Jakarta — Pada beberapa waktu lalu, masyarakat dikagetkan dengan tutupnya gerai usaha ritel Lotus Departemen Store. Tutupnya gerai tersebut akibat dari sepinya pembeli dan biaya operasional yang tinggi sehingga pihak Lotus mengalami kerugian.
Menanggapi hal tersebut, Guru Besar Fakultas Ekonomi dan Bisnis (FEB) Universitas Indonesia (UI) Rhenald Kasali menilai, kejadian tersebut merupakan fenomena global d imana bukan hanya negara Indonesia saja yang mengalaminya. Dirinya juga menilai, kejadian tersebut akibat dari digitalisasi para pelaku bisnis.
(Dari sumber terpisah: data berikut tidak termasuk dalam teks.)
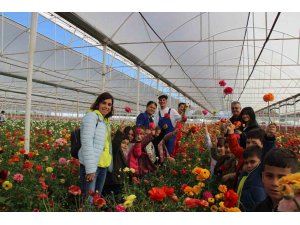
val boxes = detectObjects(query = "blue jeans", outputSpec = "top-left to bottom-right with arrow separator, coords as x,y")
80,164 -> 108,196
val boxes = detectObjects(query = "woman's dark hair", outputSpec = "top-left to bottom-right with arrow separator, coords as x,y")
262,148 -> 298,173
90,92 -> 114,118
240,107 -> 256,122
146,101 -> 157,108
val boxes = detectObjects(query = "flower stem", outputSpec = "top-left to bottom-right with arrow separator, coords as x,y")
293,197 -> 300,211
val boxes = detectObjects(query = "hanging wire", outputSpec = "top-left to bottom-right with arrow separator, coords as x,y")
238,12 -> 281,101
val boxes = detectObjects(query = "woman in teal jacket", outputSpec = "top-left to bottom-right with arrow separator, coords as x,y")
79,92 -> 114,197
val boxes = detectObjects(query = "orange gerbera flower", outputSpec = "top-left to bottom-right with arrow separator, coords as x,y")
263,93 -> 275,102
218,184 -> 227,193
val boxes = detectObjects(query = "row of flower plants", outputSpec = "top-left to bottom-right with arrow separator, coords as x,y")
0,119 -> 299,211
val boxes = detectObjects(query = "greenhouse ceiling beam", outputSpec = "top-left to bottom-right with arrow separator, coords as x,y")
0,96 -> 87,108
5,35 -> 300,56
56,12 -> 206,110
0,71 -> 144,107
255,93 -> 300,113
0,87 -> 91,104
14,78 -> 297,82
0,95 -> 132,111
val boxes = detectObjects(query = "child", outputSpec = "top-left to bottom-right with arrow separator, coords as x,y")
102,136 -> 130,197
213,137 -> 237,188
255,148 -> 299,212
236,146 -> 266,212
128,126 -> 156,177
226,123 -> 277,189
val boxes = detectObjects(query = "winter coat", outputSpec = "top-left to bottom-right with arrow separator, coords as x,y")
254,196 -> 278,212
78,111 -> 113,174
237,164 -> 266,212
128,134 -> 154,176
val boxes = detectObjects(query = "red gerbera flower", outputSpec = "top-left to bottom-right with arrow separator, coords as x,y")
124,106 -> 132,113
202,110 -> 208,115
162,186 -> 175,197
224,189 -> 239,208
68,185 -> 82,196
19,148 -> 26,154
219,80 -> 227,87
223,87 -> 233,95
93,193 -> 106,208
148,187 -> 167,201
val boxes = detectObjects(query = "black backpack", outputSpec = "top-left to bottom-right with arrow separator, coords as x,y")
70,114 -> 100,159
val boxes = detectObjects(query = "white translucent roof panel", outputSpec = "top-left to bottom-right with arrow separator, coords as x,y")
71,12 -> 300,112
1,14 -> 183,115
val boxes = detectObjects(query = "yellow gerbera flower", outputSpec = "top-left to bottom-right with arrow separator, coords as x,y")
46,167 -> 53,173
197,182 -> 205,188
215,193 -> 224,200
208,198 -> 215,203
2,180 -> 13,190
123,200 -> 133,208
124,194 -> 136,202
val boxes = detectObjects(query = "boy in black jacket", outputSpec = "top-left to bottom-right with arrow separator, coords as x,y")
255,148 -> 298,212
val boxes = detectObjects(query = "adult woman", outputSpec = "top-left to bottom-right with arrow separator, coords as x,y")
79,92 -> 114,196
136,101 -> 157,128
239,107 -> 259,148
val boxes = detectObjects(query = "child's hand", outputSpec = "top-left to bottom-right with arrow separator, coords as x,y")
225,121 -> 234,134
“Ini tren dunia bukan di Indonesia saja. Saya membaca berita internasional, Radio Shack di AS menutup 1.643 toko, Gymboree tutup 150 toko, Walmart dan Meses pun senasib menutup cukup banyak toko. Di Hong Kong mulai diperkecil toko-tokonya, dan di Singapura mulai berubah,” kata Rhenald di Jakarta, Jumat 27 Oktober 2017.
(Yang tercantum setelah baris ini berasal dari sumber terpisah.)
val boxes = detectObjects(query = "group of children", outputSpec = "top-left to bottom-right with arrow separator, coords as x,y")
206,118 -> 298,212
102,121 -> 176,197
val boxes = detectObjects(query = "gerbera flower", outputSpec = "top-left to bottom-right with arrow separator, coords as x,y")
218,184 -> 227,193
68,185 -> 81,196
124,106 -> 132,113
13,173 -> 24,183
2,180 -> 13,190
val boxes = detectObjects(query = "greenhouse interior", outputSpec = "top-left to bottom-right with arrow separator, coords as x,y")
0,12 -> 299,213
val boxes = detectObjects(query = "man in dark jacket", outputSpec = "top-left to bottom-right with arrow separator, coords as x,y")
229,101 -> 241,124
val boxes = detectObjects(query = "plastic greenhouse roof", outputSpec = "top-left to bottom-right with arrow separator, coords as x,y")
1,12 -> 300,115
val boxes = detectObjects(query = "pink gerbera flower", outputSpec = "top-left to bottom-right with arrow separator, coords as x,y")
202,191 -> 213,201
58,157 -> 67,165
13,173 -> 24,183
Baca juga: Pemerintah dan Pengusaha Harus Berbenah Hadapi Teknologi Disruptif
Dirinya juga menyebut, penutupan bisnis ritel bukan karena daya beli masyarakat yang melemah namun karena adanya peralihan pola konsumsi masyarakat dari offline ke online. Rhenald menambahkan, melalui aplikasi belanja online masyarakat semakin mudah untuk mendapatkan barang tanpa harus bersusah payah mendatangi toko fisik.
“Sekarang masyarakat punya marketplace sendiri, seperti Bukalapak, Tokopedia, OLX. Orang dan perusahaan bisa beli apa saja lewat marketplace ini. Jadi ada alat-alat baru yang membuat masyarakat beralih ke sana dan tidak ke toko konvensional lagi,” ungkap Rhenald.
Rhenald juga mengimbau kepada para pelaku ritel maupun pelaku usaha lain agar dapat mengantisipasi peralihan pola konsumsi masyarakat tersebut. Selain itu dirinya juga mengimbau para pelaku usaha agar tidak panik dan terus berinovasi. (*)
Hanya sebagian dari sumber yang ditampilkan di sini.